Opened 11 years ago
Closed 10 years ago
#28786 closed defect (bug) (fixed)
wp_send_json silently fails on non UTF-8 strings
Reported by: | pento | Owned by: | pento |
---|---|---|---|
Milestone: | 4.1 | Priority: | normal |
Severity: | normal | Version: | 3.5 |
Component: | Formatting | Keywords: | |
Focuses: | Cc: |
Description
When wp_send_json()
is used to return a JSON-encoded lump of data, it silently fails if the data contains any non UTF-8 characters.
Attachments (18)
Change History (64)
#5
@
11 years ago
attachment:28786.5.diff falls back to treating the string as UTF-8 if it can't detect the encoding. This is the same behaviour as wp_check_invalid_utf8()
.
#6
@
11 years ago
- Adds
$options
and$depth
parameters, to matchjson_encode()
- A handful of performance improvements for
_wp_json_sanity_check()
- Tidied up
test_wp_json_encode()
test_wp_json_encode_depth()
added to make sure we obey$depth
#7
@
11 years ago
attachment:json_test.php does some performance testing. Results show that, for data that works fine with json_encode()

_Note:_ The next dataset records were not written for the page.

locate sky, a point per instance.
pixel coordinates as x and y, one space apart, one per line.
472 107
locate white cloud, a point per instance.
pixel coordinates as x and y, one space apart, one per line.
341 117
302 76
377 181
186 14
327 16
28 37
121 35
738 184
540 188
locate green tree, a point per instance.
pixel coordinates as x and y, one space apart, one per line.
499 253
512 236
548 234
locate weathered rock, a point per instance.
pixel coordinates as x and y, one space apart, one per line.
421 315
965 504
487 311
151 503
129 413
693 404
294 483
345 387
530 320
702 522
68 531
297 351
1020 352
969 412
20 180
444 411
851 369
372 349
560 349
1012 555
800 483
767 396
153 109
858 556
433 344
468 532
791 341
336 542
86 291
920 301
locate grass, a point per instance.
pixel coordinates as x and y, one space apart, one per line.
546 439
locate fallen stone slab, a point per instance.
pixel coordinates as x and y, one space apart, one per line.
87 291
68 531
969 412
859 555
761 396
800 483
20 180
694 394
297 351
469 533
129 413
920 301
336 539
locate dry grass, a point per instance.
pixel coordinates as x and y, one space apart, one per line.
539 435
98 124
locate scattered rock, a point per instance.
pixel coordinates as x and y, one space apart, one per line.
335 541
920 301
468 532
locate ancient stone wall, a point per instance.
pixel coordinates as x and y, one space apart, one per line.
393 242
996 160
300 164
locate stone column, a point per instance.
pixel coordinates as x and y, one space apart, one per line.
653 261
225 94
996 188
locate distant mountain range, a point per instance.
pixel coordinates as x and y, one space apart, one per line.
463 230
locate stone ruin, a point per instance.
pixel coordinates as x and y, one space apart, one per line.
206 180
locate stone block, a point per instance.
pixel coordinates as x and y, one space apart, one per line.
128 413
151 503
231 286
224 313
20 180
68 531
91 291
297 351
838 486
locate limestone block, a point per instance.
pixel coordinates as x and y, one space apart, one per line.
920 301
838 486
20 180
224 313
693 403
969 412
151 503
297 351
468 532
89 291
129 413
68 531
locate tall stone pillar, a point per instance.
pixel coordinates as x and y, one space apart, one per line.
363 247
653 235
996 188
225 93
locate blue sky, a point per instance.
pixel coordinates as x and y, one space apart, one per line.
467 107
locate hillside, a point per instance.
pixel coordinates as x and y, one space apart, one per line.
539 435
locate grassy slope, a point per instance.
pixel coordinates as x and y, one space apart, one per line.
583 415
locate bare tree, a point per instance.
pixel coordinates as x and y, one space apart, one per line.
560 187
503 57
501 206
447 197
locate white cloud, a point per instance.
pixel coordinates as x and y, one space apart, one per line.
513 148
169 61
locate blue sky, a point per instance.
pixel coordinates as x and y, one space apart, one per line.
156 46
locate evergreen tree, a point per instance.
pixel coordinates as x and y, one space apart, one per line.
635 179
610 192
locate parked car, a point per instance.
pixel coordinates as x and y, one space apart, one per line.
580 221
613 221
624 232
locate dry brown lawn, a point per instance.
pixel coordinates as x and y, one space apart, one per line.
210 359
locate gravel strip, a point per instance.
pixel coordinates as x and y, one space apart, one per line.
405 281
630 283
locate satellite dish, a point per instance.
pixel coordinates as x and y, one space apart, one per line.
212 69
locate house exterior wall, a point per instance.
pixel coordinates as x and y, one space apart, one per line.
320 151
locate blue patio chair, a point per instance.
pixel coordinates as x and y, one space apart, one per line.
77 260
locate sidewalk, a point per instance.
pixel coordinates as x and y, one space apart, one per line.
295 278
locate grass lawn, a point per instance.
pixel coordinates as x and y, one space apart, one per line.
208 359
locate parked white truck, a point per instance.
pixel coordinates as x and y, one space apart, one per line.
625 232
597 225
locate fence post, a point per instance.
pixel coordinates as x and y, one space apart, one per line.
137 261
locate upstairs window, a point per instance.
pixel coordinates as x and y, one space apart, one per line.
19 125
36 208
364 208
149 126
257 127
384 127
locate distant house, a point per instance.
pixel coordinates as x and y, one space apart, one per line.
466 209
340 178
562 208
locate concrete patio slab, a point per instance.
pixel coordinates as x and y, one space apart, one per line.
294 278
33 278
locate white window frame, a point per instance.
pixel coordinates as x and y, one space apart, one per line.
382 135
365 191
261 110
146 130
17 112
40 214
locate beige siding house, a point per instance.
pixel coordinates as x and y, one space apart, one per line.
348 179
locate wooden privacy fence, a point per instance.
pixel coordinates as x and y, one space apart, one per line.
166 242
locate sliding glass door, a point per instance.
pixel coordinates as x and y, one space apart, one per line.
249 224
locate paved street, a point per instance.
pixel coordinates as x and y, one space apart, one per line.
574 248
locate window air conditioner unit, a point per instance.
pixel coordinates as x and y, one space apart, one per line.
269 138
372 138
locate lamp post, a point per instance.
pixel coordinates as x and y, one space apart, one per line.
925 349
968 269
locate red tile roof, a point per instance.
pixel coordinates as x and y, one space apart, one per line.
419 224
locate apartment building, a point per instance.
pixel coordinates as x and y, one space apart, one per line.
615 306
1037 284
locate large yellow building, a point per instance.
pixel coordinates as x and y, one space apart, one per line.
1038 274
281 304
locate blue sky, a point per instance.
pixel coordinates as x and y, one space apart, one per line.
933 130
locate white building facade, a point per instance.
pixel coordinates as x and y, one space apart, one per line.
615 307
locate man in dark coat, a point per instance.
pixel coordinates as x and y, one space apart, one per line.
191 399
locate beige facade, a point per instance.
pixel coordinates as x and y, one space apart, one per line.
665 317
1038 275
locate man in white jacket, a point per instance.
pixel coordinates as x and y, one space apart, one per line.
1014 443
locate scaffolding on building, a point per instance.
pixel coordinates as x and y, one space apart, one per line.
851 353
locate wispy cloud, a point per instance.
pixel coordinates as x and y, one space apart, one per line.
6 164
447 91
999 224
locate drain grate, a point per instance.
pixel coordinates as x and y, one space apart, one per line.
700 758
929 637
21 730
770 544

, the overhead of wp_json_encode()
is minimal. For extremely large data sets that need to be converted, performance can be pretty bad, but I don't think we're going to encounter much in the way of 6D arrays with 1,000,000 items in them. :-)
$ php json_test.php json_encode: 0.051064968109131 wp_json_encode overhead: 0.052061080932617 Best case wp_json_encode: 2.9125101566315 Worst case wp_json_encode: 15.276411056519
#8
@
11 years ago
@pento's patch fixes the situation where an audio file with non UTF-8 in the meta description will cause the Media Library to not load. However, if that audio file is used in the playlist shortcode, it still breaks the player JS on the front-end. 28786.b1.diff patches the relevant part of media.php to use the new encode function.
This ticket was mentioned in IRC in #wordpress-dev by ocean90. View the logs.
10 years ago
This ticket was mentioned in IRC in #wordpress-dev by DrewAPicture. View the logs.
10 years ago
#13
@
10 years ago
- Keywords has-patch commit 4.1-early added; needs-patch removed
- Milestone changed from 4.0 to Future Release
- Updates the patch to apply cleanly against trunk
- Adds the fix from attachment:28786.b1.diff
- Fixes #28807
It's too late for this to go into 4.0, it can go in 4.1 early.
This ticket was mentioned in IRC in #wordpress-dev by helen. View the logs.
10 years ago
#15
@
10 years ago
- Keywords 4.1-early removed
- Milestone changed from Future Release to 4.1
28786.9.diff is a refresh to apply cleanly against trunk.
#17
@
10 years ago
28786.10.diff converts all json_encode()
calls in WordPress to be wp_json_encode()
.
#18
@
10 years ago
I worry about mb_detect_encoding()
but don't have any data or experience to validate or assuage that worry.
I know we're using this code on WordPress.com in places. In other places, we use code that explicitly converts from the blog_charset
(no attempt at auto-detection) to UTF-8.
#19
@
10 years ago
28786.11.diff now also sanity checks array/object keys.
And because we all like things that go faster, unwinding unnecessary recursion gives us a bit of a boost when we need to sanity check the data.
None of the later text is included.